Unfortunately, officers have an inherent distrust against anything that the agency puts forward as a “therapist”. Not because they are bad therapist, but because there is a lack of trust that the agency isn’t going to sell you down the river. Additionally, the contracts are generally with a therapist that the agency selects. As any good, honest and reputable therapist will tell you, a therapeutic alliance is paramount to help the client process, or deal with any issues they are presenting for therapy.
At the “yearly” check ups do you think officers are really telling the therapists the truth? The answer is no!, They are shading it, again because they don’t trust the therapists, and that they aren’t going back to the agency. For officers out there, where does the client/patient privilege ends and starts with?
The privilege lies with the client not the agency.
However anyone in law enforcement and any profession knows there are off the book conversations (sorry to pull back the curtain Dorothy). Agencies restricting officers to these firms who are providing therapy are creating problems. Again not because they are poor therapists, but because the officers are forced to have one option as a provider.
The Solution
Officers need to find their own therapist, someone they trust and can relate to. I am hear (wrong spelling intentionally done) to tell you that males sometimes do not like going to a female therapist. Sometimes females don’t like going to a male therapists (shocker). In couples therapy, males sometimes are concerned that the female therapist is going to side with the wife. Finally when a therapist doesn’t have law enforcement experience or related experience, there is the chance that they “just don’t get it.”
Chief executives, commanders, leaders, and officers need to find therapists that are law enforcement friendly. Friendly doesn’t mean on the same side but it means creating an alliance to help “heal” or work with the officers.
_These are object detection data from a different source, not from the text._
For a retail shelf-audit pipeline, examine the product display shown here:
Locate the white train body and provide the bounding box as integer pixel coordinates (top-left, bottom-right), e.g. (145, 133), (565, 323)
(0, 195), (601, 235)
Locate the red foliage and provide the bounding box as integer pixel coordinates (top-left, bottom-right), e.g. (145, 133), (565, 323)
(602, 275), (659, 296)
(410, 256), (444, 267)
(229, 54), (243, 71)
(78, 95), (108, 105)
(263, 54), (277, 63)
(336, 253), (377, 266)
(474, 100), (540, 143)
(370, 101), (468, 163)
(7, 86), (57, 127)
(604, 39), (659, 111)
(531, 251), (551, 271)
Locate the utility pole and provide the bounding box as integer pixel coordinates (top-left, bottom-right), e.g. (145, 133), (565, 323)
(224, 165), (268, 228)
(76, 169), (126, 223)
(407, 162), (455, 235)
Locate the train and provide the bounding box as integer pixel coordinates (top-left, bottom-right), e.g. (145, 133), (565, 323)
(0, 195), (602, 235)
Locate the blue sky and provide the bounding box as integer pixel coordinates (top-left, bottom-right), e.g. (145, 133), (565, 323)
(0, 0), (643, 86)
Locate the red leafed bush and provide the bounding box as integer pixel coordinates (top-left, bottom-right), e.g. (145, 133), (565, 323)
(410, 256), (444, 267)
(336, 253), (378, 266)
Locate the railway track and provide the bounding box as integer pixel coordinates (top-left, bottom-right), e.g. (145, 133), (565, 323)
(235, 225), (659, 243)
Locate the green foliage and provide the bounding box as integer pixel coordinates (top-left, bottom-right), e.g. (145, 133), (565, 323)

As a therapist, I am not a friend to my clients. That doesn’t mean I don’t care, and don’t have empathy. But I challenge assertions, thoughts, and notions, but more importantly I address the officers’ problems. The problems may range from anxiety, PTSD, depression, self harm or adjustment disorders or substance abuse. Anyone can go from mentally healthy to unhealthy in their own life in a matter of days, the reality is that mental health can change after just one shift.
If there is a critical incident that meets PTSD criteria under the DSM, there must be a 30+ day period without a natural recovery. Let me be clear that just because there is a traumatic event, doesn’t always mean that the officer(s) will suffer or deal with PTSD. The human body/brain can naturally recover. But the compounded events of a police officers career can certainly impact an officer.
Understanding mental health is complex. Mental health needs to be demystified, normalized, and demonstrated as a priority.
As commanders and executives, I implore everyone to listen to the officers in your agency.